Giannina Braschi’s Yo-Yo Boing!

The Puerto Rican-American writer Giannina Braschi’s 1998 novel (this is the best term I can think of for it, though it is only a novel insofar as that term is now so all encompassing, like a giant, shaggy literary beast somewhere between Cookie Monster and Grendel that devours everything in its path) Yo-Yo Boing! (translated into English by Tess O’Dwyer) is a gripping pastiche of a book that is all about voice rather than plot. The bulk of it is a dialogue between unnamed voices, sometimes between two fairly recognizable personas (a woman and man), sometimes between two indestinct personas that are apparently different than the first two (gender unclear), sometimes between at least three personas that are different than all of those which have come before (at least two of them are women). But the rapid-action dialogue is interesting no matter who is speaking.
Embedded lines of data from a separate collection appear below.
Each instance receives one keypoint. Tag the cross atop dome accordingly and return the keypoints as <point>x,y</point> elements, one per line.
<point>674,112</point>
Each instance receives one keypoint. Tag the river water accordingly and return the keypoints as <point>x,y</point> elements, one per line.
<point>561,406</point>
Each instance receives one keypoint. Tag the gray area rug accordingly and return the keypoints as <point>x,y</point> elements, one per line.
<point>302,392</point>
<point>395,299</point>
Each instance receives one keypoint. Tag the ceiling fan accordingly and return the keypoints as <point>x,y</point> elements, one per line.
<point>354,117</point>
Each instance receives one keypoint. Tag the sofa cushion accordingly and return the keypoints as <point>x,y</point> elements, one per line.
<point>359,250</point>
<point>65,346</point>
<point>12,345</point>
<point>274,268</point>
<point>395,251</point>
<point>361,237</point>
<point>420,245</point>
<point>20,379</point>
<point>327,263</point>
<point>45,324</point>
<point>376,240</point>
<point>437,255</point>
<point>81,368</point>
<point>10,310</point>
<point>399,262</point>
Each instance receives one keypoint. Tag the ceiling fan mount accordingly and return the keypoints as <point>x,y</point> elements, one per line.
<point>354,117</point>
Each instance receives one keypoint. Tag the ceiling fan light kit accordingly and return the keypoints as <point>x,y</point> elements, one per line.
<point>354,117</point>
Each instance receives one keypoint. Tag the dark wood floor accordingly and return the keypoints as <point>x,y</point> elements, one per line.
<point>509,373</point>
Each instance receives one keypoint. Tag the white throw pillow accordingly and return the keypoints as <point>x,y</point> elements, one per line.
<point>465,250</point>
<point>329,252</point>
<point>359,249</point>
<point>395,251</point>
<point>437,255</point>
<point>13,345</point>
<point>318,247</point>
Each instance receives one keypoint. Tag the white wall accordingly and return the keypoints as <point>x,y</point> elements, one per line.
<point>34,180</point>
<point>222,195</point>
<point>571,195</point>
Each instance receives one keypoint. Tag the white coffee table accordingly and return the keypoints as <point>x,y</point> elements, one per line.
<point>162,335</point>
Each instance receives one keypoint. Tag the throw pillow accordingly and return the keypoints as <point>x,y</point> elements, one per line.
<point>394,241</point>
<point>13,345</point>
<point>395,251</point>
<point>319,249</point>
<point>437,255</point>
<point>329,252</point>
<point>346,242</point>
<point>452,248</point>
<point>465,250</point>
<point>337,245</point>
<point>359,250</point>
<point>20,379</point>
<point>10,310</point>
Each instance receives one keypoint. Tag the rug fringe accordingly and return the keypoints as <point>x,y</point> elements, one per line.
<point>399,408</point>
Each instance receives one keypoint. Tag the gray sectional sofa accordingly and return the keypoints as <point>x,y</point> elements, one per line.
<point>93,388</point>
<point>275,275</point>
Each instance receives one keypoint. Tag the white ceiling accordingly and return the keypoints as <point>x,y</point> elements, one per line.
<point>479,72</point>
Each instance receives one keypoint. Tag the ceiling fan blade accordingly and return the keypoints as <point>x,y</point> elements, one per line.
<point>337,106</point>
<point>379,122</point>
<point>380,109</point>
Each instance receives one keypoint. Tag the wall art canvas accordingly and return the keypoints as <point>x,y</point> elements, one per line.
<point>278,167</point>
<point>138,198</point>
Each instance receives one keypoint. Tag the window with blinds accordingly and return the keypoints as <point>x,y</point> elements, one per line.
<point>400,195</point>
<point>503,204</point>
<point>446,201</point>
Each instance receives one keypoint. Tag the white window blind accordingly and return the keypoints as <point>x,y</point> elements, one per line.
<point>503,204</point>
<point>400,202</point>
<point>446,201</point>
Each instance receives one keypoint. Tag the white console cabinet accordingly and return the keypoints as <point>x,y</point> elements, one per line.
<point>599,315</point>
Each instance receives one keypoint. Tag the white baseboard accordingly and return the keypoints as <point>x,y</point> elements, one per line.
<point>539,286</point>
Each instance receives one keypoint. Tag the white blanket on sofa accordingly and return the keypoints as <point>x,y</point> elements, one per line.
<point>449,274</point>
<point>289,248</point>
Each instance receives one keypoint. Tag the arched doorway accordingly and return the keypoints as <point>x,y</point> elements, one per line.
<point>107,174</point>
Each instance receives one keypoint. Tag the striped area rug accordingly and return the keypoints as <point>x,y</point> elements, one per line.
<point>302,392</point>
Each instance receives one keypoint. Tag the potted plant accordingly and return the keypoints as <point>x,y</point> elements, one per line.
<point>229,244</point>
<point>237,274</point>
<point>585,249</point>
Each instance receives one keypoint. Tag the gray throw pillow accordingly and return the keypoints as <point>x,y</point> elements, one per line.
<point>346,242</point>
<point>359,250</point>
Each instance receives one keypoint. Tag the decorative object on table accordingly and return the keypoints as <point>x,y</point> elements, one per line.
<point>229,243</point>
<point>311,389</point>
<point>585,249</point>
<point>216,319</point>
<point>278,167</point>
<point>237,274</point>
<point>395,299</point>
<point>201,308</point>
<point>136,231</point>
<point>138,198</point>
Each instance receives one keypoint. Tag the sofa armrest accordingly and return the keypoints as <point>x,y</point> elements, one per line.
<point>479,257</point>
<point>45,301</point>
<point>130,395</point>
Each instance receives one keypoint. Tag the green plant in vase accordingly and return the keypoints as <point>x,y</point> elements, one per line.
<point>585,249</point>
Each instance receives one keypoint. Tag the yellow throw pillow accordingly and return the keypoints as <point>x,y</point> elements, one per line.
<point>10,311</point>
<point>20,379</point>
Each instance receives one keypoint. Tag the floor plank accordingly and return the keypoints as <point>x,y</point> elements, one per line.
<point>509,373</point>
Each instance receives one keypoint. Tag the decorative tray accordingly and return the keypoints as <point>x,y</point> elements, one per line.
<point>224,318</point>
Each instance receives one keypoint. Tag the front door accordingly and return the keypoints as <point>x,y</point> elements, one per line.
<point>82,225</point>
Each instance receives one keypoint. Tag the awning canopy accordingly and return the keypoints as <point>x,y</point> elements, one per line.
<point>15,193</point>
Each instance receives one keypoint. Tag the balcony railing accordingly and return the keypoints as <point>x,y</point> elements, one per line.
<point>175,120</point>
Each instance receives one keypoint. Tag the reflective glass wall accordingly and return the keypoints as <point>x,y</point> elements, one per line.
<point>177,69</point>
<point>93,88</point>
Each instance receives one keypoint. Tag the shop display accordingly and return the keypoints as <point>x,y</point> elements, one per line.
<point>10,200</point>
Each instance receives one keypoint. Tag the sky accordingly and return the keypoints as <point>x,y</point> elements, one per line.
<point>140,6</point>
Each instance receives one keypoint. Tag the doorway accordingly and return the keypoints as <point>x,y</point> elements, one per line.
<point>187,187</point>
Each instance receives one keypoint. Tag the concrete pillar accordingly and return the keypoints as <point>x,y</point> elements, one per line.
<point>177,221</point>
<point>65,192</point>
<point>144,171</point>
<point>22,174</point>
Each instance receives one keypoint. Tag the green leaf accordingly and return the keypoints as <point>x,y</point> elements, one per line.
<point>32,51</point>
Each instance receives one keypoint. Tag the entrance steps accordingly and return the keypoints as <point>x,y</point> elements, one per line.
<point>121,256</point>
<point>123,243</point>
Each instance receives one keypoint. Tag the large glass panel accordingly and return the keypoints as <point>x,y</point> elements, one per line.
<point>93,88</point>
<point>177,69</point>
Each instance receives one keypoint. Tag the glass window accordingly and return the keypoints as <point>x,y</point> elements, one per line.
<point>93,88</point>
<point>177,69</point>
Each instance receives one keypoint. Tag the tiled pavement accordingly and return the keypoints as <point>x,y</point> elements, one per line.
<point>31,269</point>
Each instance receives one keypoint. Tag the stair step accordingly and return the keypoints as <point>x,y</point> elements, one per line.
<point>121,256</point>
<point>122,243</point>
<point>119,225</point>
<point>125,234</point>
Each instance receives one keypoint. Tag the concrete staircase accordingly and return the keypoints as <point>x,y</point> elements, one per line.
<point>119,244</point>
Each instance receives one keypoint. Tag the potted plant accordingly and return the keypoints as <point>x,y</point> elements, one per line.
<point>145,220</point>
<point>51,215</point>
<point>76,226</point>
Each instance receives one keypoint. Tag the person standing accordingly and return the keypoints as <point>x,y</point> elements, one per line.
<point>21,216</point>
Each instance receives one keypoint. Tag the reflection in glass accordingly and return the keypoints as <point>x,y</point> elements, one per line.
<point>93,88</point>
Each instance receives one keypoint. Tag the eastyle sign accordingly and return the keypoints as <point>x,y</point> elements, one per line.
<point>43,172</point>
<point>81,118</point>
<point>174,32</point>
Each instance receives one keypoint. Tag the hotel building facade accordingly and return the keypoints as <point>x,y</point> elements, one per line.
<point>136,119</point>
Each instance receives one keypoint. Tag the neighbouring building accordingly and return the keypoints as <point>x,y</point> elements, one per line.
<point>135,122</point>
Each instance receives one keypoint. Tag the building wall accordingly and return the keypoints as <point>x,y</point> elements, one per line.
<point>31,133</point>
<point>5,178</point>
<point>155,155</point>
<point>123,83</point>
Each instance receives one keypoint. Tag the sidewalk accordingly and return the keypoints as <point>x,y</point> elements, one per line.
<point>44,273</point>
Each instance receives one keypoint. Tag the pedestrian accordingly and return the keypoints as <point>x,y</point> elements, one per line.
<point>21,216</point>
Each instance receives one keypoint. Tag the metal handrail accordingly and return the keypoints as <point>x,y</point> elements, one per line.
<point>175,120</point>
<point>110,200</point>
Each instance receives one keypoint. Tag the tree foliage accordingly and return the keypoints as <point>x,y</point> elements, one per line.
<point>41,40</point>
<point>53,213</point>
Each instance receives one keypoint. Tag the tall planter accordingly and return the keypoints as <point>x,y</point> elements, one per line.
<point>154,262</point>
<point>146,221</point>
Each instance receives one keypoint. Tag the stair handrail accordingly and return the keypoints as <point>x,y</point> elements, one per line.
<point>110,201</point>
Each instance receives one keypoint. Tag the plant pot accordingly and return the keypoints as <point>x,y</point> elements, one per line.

The dialogue meanders from discussions of poetry to discussions of Puerto Rican politics to discussions of academic politics to discussions of bodily excretions, circling back through these topics several times. The last line is “God, who is dead!”, so the book falls firmly into the postmodernist anti-universal narrative camp. The style is like a Puerto Rican Kathy Acker mixed with some James Joyce mixed with some Ernest Hemingway mixed with just a dash of Samuel R. Delany. This hodgepodge might alienate many readers, but I really enjoy it, and look forward to reading more of Braschi’s work.